After reviewing agricultural policy under past governments, McLaughlin and DeLury emphasize the need for government regulations and institutions that will redress the imbalance of power.

Quoting from the Wisconsin Foodshed Research Project, they emphasize the need for agricultural policies that address all aspects of the food system. “Food citizens are ‘concerned about environmental sustainability, the health of farmers and consumers, issues of justice for farm workers and the poor, and democratic participation in determining where our food systems is heading.’” They stress the importance of local and organic production, the need for a Zero Hunger policy, a farm transfer program to assist young farmers, and transportation policies that equalize the cost of getting goods to market and reduce reliance on oil.

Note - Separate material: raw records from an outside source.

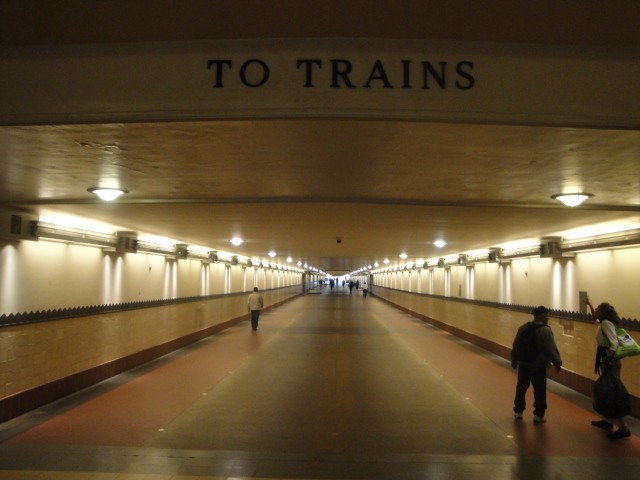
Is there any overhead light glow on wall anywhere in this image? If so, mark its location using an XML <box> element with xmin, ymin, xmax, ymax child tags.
<box><xmin>87</xmin><ymin>188</ymin><xmax>127</xmax><ymax>202</ymax></box>
<box><xmin>551</xmin><ymin>193</ymin><xmax>593</xmax><ymax>207</ymax></box>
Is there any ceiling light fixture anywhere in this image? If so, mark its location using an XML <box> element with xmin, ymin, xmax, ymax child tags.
<box><xmin>87</xmin><ymin>188</ymin><xmax>127</xmax><ymax>202</ymax></box>
<box><xmin>551</xmin><ymin>193</ymin><xmax>593</xmax><ymax>207</ymax></box>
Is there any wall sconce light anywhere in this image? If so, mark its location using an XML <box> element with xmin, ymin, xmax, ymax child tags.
<box><xmin>551</xmin><ymin>193</ymin><xmax>593</xmax><ymax>207</ymax></box>
<box><xmin>87</xmin><ymin>188</ymin><xmax>128</xmax><ymax>202</ymax></box>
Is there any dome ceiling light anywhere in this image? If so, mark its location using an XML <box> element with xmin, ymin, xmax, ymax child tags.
<box><xmin>87</xmin><ymin>188</ymin><xmax>127</xmax><ymax>202</ymax></box>
<box><xmin>551</xmin><ymin>193</ymin><xmax>593</xmax><ymax>207</ymax></box>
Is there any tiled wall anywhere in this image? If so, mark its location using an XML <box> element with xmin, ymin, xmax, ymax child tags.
<box><xmin>373</xmin><ymin>286</ymin><xmax>640</xmax><ymax>398</ymax></box>
<box><xmin>0</xmin><ymin>285</ymin><xmax>302</xmax><ymax>418</ymax></box>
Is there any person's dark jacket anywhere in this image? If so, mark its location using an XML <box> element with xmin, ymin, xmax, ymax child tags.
<box><xmin>511</xmin><ymin>320</ymin><xmax>562</xmax><ymax>369</ymax></box>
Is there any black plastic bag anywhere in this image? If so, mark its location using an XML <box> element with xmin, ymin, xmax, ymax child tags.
<box><xmin>593</xmin><ymin>368</ymin><xmax>631</xmax><ymax>418</ymax></box>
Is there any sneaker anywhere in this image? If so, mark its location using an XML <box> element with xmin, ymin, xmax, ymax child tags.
<box><xmin>591</xmin><ymin>420</ymin><xmax>613</xmax><ymax>430</ymax></box>
<box><xmin>607</xmin><ymin>428</ymin><xmax>631</xmax><ymax>440</ymax></box>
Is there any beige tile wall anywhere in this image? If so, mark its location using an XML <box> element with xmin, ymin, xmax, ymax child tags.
<box><xmin>0</xmin><ymin>285</ymin><xmax>302</xmax><ymax>398</ymax></box>
<box><xmin>374</xmin><ymin>286</ymin><xmax>640</xmax><ymax>396</ymax></box>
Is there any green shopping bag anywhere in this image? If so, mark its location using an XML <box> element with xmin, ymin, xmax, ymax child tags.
<box><xmin>614</xmin><ymin>327</ymin><xmax>640</xmax><ymax>358</ymax></box>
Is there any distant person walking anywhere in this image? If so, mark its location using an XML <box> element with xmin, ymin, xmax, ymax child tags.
<box><xmin>511</xmin><ymin>306</ymin><xmax>562</xmax><ymax>423</ymax></box>
<box><xmin>247</xmin><ymin>287</ymin><xmax>264</xmax><ymax>332</ymax></box>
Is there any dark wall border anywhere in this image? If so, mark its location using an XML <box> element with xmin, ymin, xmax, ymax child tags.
<box><xmin>0</xmin><ymin>292</ymin><xmax>302</xmax><ymax>422</ymax></box>
<box><xmin>369</xmin><ymin>284</ymin><xmax>640</xmax><ymax>332</ymax></box>
<box><xmin>376</xmin><ymin>292</ymin><xmax>640</xmax><ymax>418</ymax></box>
<box><xmin>0</xmin><ymin>285</ymin><xmax>296</xmax><ymax>328</ymax></box>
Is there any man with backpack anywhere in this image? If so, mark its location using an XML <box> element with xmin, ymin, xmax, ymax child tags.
<box><xmin>511</xmin><ymin>306</ymin><xmax>562</xmax><ymax>423</ymax></box>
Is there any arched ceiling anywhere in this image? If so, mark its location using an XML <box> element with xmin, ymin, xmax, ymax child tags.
<box><xmin>0</xmin><ymin>1</ymin><xmax>640</xmax><ymax>273</ymax></box>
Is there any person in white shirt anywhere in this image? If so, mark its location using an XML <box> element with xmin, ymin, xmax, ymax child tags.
<box><xmin>585</xmin><ymin>298</ymin><xmax>631</xmax><ymax>440</ymax></box>
<box><xmin>247</xmin><ymin>287</ymin><xmax>264</xmax><ymax>332</ymax></box>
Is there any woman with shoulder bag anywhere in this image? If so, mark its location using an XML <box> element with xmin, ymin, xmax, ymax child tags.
<box><xmin>585</xmin><ymin>297</ymin><xmax>631</xmax><ymax>440</ymax></box>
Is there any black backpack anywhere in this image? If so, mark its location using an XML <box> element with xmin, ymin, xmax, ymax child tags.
<box><xmin>513</xmin><ymin>322</ymin><xmax>544</xmax><ymax>363</ymax></box>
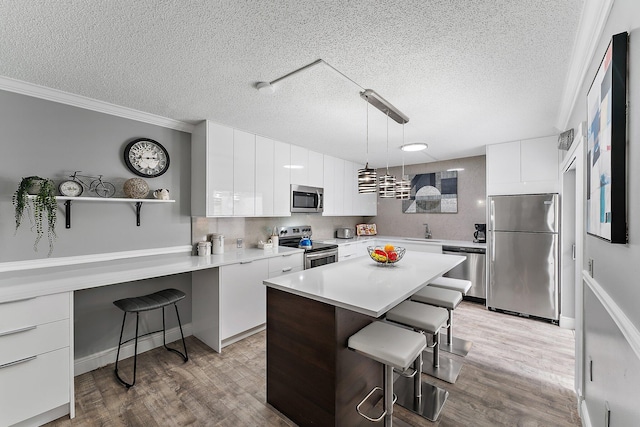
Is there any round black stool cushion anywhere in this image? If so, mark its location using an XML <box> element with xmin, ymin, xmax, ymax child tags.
<box><xmin>113</xmin><ymin>289</ymin><xmax>187</xmax><ymax>312</ymax></box>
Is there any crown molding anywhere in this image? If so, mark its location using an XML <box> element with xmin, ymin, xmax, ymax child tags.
<box><xmin>556</xmin><ymin>0</ymin><xmax>615</xmax><ymax>131</ymax></box>
<box><xmin>0</xmin><ymin>76</ymin><xmax>193</xmax><ymax>133</ymax></box>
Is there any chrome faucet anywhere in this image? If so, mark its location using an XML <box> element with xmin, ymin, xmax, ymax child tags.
<box><xmin>424</xmin><ymin>224</ymin><xmax>431</xmax><ymax>239</ymax></box>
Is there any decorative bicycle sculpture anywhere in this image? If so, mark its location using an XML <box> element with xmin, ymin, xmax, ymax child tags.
<box><xmin>58</xmin><ymin>171</ymin><xmax>116</xmax><ymax>198</ymax></box>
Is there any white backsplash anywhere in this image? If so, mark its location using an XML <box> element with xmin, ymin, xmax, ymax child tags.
<box><xmin>191</xmin><ymin>214</ymin><xmax>371</xmax><ymax>250</ymax></box>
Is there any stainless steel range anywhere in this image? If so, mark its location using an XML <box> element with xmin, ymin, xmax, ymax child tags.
<box><xmin>278</xmin><ymin>225</ymin><xmax>338</xmax><ymax>270</ymax></box>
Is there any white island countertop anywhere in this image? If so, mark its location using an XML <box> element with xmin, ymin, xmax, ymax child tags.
<box><xmin>263</xmin><ymin>251</ymin><xmax>465</xmax><ymax>317</ymax></box>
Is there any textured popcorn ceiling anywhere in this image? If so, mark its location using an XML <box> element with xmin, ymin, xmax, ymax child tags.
<box><xmin>0</xmin><ymin>0</ymin><xmax>583</xmax><ymax>166</ymax></box>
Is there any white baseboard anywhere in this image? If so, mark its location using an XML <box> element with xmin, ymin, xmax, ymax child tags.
<box><xmin>74</xmin><ymin>323</ymin><xmax>192</xmax><ymax>376</ymax></box>
<box><xmin>580</xmin><ymin>400</ymin><xmax>591</xmax><ymax>427</ymax></box>
<box><xmin>559</xmin><ymin>315</ymin><xmax>576</xmax><ymax>330</ymax></box>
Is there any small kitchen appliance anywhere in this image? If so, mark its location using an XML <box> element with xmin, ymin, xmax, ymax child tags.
<box><xmin>336</xmin><ymin>227</ymin><xmax>355</xmax><ymax>239</ymax></box>
<box><xmin>278</xmin><ymin>225</ymin><xmax>338</xmax><ymax>270</ymax></box>
<box><xmin>291</xmin><ymin>184</ymin><xmax>324</xmax><ymax>213</ymax></box>
<box><xmin>473</xmin><ymin>224</ymin><xmax>487</xmax><ymax>243</ymax></box>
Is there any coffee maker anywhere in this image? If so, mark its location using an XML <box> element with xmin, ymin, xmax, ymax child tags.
<box><xmin>473</xmin><ymin>224</ymin><xmax>487</xmax><ymax>243</ymax></box>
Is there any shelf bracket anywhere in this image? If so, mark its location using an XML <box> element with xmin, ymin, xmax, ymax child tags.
<box><xmin>64</xmin><ymin>200</ymin><xmax>71</xmax><ymax>228</ymax></box>
<box><xmin>136</xmin><ymin>202</ymin><xmax>142</xmax><ymax>227</ymax></box>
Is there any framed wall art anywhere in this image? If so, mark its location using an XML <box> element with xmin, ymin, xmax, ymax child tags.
<box><xmin>402</xmin><ymin>171</ymin><xmax>458</xmax><ymax>213</ymax></box>
<box><xmin>586</xmin><ymin>33</ymin><xmax>628</xmax><ymax>243</ymax></box>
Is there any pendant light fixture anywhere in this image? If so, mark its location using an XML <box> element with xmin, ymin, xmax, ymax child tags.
<box><xmin>396</xmin><ymin>123</ymin><xmax>411</xmax><ymax>200</ymax></box>
<box><xmin>379</xmin><ymin>111</ymin><xmax>396</xmax><ymax>199</ymax></box>
<box><xmin>358</xmin><ymin>102</ymin><xmax>378</xmax><ymax>193</ymax></box>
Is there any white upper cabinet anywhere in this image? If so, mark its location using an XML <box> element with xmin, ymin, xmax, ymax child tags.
<box><xmin>233</xmin><ymin>129</ymin><xmax>256</xmax><ymax>216</ymax></box>
<box><xmin>322</xmin><ymin>154</ymin><xmax>336</xmax><ymax>216</ymax></box>
<box><xmin>291</xmin><ymin>145</ymin><xmax>309</xmax><ymax>185</ymax></box>
<box><xmin>323</xmin><ymin>155</ymin><xmax>377</xmax><ymax>216</ymax></box>
<box><xmin>255</xmin><ymin>136</ymin><xmax>275</xmax><ymax>216</ymax></box>
<box><xmin>307</xmin><ymin>150</ymin><xmax>324</xmax><ymax>187</ymax></box>
<box><xmin>487</xmin><ymin>136</ymin><xmax>560</xmax><ymax>195</ymax></box>
<box><xmin>273</xmin><ymin>141</ymin><xmax>291</xmax><ymax>216</ymax></box>
<box><xmin>191</xmin><ymin>121</ymin><xmax>234</xmax><ymax>216</ymax></box>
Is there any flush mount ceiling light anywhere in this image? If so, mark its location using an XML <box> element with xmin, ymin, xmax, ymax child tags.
<box><xmin>396</xmin><ymin>125</ymin><xmax>411</xmax><ymax>200</ymax></box>
<box><xmin>400</xmin><ymin>142</ymin><xmax>429</xmax><ymax>151</ymax></box>
<box><xmin>358</xmin><ymin>103</ymin><xmax>378</xmax><ymax>194</ymax></box>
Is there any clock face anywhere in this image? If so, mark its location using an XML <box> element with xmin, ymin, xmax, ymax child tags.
<box><xmin>58</xmin><ymin>181</ymin><xmax>83</xmax><ymax>197</ymax></box>
<box><xmin>124</xmin><ymin>138</ymin><xmax>169</xmax><ymax>178</ymax></box>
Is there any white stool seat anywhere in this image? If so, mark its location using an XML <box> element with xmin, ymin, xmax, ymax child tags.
<box><xmin>429</xmin><ymin>277</ymin><xmax>471</xmax><ymax>295</ymax></box>
<box><xmin>411</xmin><ymin>286</ymin><xmax>462</xmax><ymax>310</ymax></box>
<box><xmin>348</xmin><ymin>322</ymin><xmax>427</xmax><ymax>370</ymax></box>
<box><xmin>386</xmin><ymin>301</ymin><xmax>449</xmax><ymax>334</ymax></box>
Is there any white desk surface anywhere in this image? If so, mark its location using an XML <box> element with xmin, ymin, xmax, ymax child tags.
<box><xmin>263</xmin><ymin>251</ymin><xmax>465</xmax><ymax>317</ymax></box>
<box><xmin>0</xmin><ymin>247</ymin><xmax>302</xmax><ymax>303</ymax></box>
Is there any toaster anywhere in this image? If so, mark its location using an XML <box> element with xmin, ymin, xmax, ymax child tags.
<box><xmin>336</xmin><ymin>227</ymin><xmax>355</xmax><ymax>239</ymax></box>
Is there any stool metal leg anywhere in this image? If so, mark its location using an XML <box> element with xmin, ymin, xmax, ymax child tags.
<box><xmin>383</xmin><ymin>365</ymin><xmax>392</xmax><ymax>427</ymax></box>
<box><xmin>115</xmin><ymin>311</ymin><xmax>140</xmax><ymax>388</ymax></box>
<box><xmin>422</xmin><ymin>331</ymin><xmax>462</xmax><ymax>384</ymax></box>
<box><xmin>441</xmin><ymin>310</ymin><xmax>473</xmax><ymax>356</ymax></box>
<box><xmin>162</xmin><ymin>304</ymin><xmax>189</xmax><ymax>362</ymax></box>
<box><xmin>395</xmin><ymin>337</ymin><xmax>449</xmax><ymax>421</ymax></box>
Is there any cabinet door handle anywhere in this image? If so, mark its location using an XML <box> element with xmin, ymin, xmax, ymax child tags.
<box><xmin>0</xmin><ymin>325</ymin><xmax>37</xmax><ymax>337</ymax></box>
<box><xmin>0</xmin><ymin>297</ymin><xmax>36</xmax><ymax>304</ymax></box>
<box><xmin>0</xmin><ymin>356</ymin><xmax>38</xmax><ymax>369</ymax></box>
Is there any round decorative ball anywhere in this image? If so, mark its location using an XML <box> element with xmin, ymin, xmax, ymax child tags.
<box><xmin>122</xmin><ymin>178</ymin><xmax>149</xmax><ymax>199</ymax></box>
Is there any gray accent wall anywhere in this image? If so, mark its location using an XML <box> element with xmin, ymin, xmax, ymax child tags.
<box><xmin>370</xmin><ymin>153</ymin><xmax>487</xmax><ymax>241</ymax></box>
<box><xmin>0</xmin><ymin>91</ymin><xmax>191</xmax><ymax>359</ymax></box>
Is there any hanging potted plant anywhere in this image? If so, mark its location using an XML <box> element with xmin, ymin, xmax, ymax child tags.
<box><xmin>12</xmin><ymin>176</ymin><xmax>58</xmax><ymax>256</ymax></box>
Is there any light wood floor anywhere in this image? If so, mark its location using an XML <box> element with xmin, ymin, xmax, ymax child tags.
<box><xmin>49</xmin><ymin>302</ymin><xmax>581</xmax><ymax>427</ymax></box>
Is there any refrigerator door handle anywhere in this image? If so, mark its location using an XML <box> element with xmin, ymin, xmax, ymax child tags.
<box><xmin>489</xmin><ymin>199</ymin><xmax>496</xmax><ymax>231</ymax></box>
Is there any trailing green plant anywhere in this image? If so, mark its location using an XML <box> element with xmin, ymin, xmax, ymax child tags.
<box><xmin>12</xmin><ymin>176</ymin><xmax>58</xmax><ymax>256</ymax></box>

Balancing Conflicting Purposes: Saskatchewan Taxation Policy from 1991 to 2011
David McGrane provides an overview of Saskatchewan taxation policy during the past 20 years. Taxation serves many, sometimes conflicting purposes, from wealth redistribution and support for social programs, to attracting external private investment and increasing the competitiveness of the provincial economy.

Urban planners and municipalities will be interested in McGrane’s belief that “the attraction and retention of skilled workers depends on an aggressive international recruitment strategy, job creation, cultural vibrancy, and liveable cities with good transportation infrastructure. Large weekend farmers’ markets, ‘cool’ summer festivals, and improved systems of bike paths in Saskatchewan’s cities will do much more for retaining and attracting skilled workers than a decrease in the taxation rate of high-income earners.

McGrane also advocates for tax incentives attached to the purchase of green products and home renovations that increase energy efficiency, a carbon tax or cap and trade policy, and urges that Saskatchewan join the Western Climate Initiative.